Our results showed that green technology advances had significant spatial diffusion. Some scholars have reported similar findings [8,13]; for example, Keller [14] found that the impact of technology spillover in OECD countries is greater locally, but over time, technological knowledge becomes considerably more global. International diffusion of technological knowledge is enhanced by physical and technological proximity or by sharing a common language [11,47]. Our results also indicated that access to digital financial services significantly promotes local green technologies while inhibiting those in neighboring regions. This result is in line with other studies related to the effects of financial instruments on technology advances: access to digital financial services is beneficial for R&D activities by offering a new route to finance [19] and by decreasing financing costs [20]. We conclude that while regional competition is conditionally favorable for green technologies, excessive competition harms the positive effect of access to digital financial services on green technology. Related studies provide partial evidence that regional competition is in actuality a contest for capital [48], and that governments of less-developed regions will lose intervention or control of financial institutions in the presence of access to digital financial services [29,46], which will negatively impact local R&D activities.

6. Conclusions and Implications

In this study, we investigated the effect of access to digital financial services on green technology advances in the context of Chinese regional competition. We used the GML index-based super SBM model to measure green technology advances with prefectural data from 2010 to 2017. We then constructed a spatial Durbin model to explore the spatial effect of access to digital financial services, the direct and indirect effects of which were analyzed separately.

We found that: (1) the influence of access to digital financial services on green technology advances shows significant spatial correlations that play an important role in promoting green technology advances in a given region, but can inhibit those in other regions; (2) regional competition can promote local green technology advances, whereas excessive competition will impair the positive effect of access to digital financial services; (3) interactions between regional competition and access to digital financial services have negative impacts on green technology advances; and (4) green technology advances have a significantly positive spillover effect.

Our results imply that it is necessary to (1) improve competition mechanisms and maintain moderate local competition and (2) optimize financial markets and reduce the distortion of capital prices to promote green technologies.

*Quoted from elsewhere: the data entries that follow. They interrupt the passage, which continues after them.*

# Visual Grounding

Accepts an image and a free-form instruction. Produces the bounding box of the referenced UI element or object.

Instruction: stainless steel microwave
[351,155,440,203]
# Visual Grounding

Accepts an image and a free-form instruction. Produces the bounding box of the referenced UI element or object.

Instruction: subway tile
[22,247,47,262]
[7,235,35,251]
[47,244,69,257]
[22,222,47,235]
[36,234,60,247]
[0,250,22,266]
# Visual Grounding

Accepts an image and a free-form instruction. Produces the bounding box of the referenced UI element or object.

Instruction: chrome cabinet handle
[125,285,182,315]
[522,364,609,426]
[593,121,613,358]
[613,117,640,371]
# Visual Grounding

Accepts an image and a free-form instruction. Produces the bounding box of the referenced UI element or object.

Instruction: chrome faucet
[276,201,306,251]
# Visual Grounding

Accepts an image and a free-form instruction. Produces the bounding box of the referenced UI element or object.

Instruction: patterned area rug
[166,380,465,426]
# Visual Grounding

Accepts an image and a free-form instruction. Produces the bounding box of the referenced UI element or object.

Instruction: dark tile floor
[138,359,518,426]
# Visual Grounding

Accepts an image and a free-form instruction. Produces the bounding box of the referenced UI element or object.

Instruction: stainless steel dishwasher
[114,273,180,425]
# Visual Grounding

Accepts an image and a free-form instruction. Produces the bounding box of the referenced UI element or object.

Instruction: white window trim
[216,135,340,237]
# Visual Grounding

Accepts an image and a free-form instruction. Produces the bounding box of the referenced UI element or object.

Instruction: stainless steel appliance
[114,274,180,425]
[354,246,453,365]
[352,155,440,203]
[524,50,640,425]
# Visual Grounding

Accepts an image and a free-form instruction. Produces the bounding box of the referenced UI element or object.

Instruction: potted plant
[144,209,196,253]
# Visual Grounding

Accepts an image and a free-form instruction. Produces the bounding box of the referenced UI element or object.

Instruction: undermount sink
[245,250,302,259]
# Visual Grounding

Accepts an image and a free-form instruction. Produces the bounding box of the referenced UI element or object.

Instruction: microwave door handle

Digital financial services are accessed using Grameen Bank’s method in Bangladesh, which was the first bank providing financial service for the poor. The method has been successfully replicated in over 41 countries. With booming innovations, China has many small businesses. The access to digital financial services has promoted green technology advances in China, as it likely has in the other 40 counties. However, due to space limitations, the generalization of the findings of China to other developing countries was not empirically investigated in this study. Future works should investigate the effect of the access to digital financial service on poverty alleviation.